Da Pelagial a Phanerozoic: nuova Era all’orizzonte

Ciò non si è replicato, però, per il seguente Pelagial, ultimo full-lenght dei Nostri, datato 2013. La composizione dei brani è da accreditare interamente a Robin e a quanto pare ciò ha portato a disaccordi e malumori interni sfociati poi nella fuoriuscita di Luc Hess e Jona Nido dal gruppo, costringendo così gli Ocean a mutare ancora una volta la propria forma, riappellandosi alla capacità di Staps di tenere ancora vivo e vegeto il progetto, re-innestando nuovi componenti (Mattias Hägerstrand al basso, Paul Seidel alla batteria) e dedicando questi ultimi anni a corroborare di nuovo l’integrità della band.

Per quest’album l’ispirazione viene tantomeno che dal capolavoro del cinema di Adnrej Tarkovskij, Stalker. Dal film la band trae l’idea di un viaggio verso una misteriosa “zona” al centro della quale i più profondi e inconfessabili desideri dei visitatori divengono reali. Tematicamente si tratta perciò di un ulteriore approfondimento sulle tematiche del desiderio, degli impulsi e non ultimo sulla moralità stessa. In qualche modo, perciò, proseguendo sul solco tracciato nei precedenti Heliocentric — Anthropocentric. Anche questa volta si tratta di un concept composto per essere ascoltato dall’inizio alla fine, dove all’inizio arioso e melodico del disco corrisponde un finale apocalittico, volutamente essenziale e dai toni quasi doom.

“…And most important, let them believe in themselves.
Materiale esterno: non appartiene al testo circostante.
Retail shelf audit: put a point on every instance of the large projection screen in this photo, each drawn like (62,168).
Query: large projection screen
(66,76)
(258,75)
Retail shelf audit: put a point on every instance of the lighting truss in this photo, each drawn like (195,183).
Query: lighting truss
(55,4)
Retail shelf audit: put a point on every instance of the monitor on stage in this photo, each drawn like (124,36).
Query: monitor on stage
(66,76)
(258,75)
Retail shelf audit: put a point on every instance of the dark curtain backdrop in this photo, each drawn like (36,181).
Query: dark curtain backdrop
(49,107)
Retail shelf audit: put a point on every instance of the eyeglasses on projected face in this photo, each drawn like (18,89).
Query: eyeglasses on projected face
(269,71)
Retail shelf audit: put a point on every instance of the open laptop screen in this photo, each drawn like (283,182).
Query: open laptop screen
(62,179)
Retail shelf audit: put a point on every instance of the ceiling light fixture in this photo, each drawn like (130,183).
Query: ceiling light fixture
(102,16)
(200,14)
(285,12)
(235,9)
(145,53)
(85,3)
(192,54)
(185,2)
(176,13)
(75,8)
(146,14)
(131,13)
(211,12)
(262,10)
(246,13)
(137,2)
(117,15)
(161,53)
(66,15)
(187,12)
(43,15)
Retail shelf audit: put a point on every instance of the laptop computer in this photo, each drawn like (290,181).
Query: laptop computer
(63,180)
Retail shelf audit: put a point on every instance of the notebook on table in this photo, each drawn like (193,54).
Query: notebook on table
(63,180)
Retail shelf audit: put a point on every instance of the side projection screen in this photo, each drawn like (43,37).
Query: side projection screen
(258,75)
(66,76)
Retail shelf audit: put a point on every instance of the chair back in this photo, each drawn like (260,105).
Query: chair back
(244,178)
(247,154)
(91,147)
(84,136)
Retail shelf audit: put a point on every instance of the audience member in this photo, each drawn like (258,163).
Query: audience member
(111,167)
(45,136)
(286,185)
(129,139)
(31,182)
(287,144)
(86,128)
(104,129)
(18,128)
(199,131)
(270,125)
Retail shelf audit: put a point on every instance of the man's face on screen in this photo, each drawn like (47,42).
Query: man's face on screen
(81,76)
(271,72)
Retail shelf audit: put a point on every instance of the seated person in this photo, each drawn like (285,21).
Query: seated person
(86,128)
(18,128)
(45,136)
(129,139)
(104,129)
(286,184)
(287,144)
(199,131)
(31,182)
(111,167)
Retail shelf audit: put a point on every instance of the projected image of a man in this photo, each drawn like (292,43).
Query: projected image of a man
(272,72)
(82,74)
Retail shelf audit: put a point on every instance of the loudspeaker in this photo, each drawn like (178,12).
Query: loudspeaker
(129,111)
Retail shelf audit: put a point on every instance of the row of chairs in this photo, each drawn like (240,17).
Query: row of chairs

Let them be helpless like children, because weakness is a great thing, and strength is nothing. When a man is just born, he is weak and flexible. When he dies, he is hard and insensitive. When a tree is growing, it’s tender and pliant. But when it’s dry and hard, it dies.” (Stalker, A. Tarkovskij)

Non è necessario in questa sede dilungarsi troppo anche su Pelagial, poichè si tratta di un disco che non aggiunge molto altro rispetto alle novità messe in campo finora dai The Ocean; in quest’ultimo album vengono piuttosto ribadite quelle qualità compositive già emerse a sufficienza nei dischi immediatamente precedenti.

Negli ultimi anni la band è stata meno prolifica del solito, rilasciando solo due brani in due diverse occasioni — lo split coi Mono (The Quiet Observer) e un altro brano singolo(Turritopsis Dohrnii) incluso in una recente playlist dell’etichetta discografica fondata da Robin Staps, la Pelagic Records. Lo scorso gennaio però, ecco spuntare l’annuncio (più volte sussurato) via Facebook,che il successore di Pelagial uscirà quest’anno e si intitolerà Phanerozoic. Si tratta ancora una volta di un doppio album, il primo dei quali vedrà la luce questo settembre. Ecco le prime parole di Robin Staps al riguardo:

C’è un gap tra “Precambrian” e “Heliocentric”, sia concettualmente che musicalmente…ed è un’idea che ci tenta, quella di riempire questo gap con un nuovo album, che connetta i due.

Ecco, proprio i due dischi che abbiamo definito come fondamentalmente i migliori e più innovativi mai composti dai The Ocean vengono richiamati in causa al fine di ricostruirne un ponte tra i due. Retrospettivamente tali album sono considerati da Staps abbastanza distanti, ma anche — evidentemente — come i lavori più affascinanti e ricchi di idee, tanto che c’è ancora dell’altro, un ancora oscuro frammezzo, da portare alla luce. Almeno secondo Staps. Per inciso, il Fanerozoico è il nome dell’eone successivo al Precambriano, dunque esso è l’eone corrente, nel quale si situa anche l’era dell’uomo. Ascolteremo.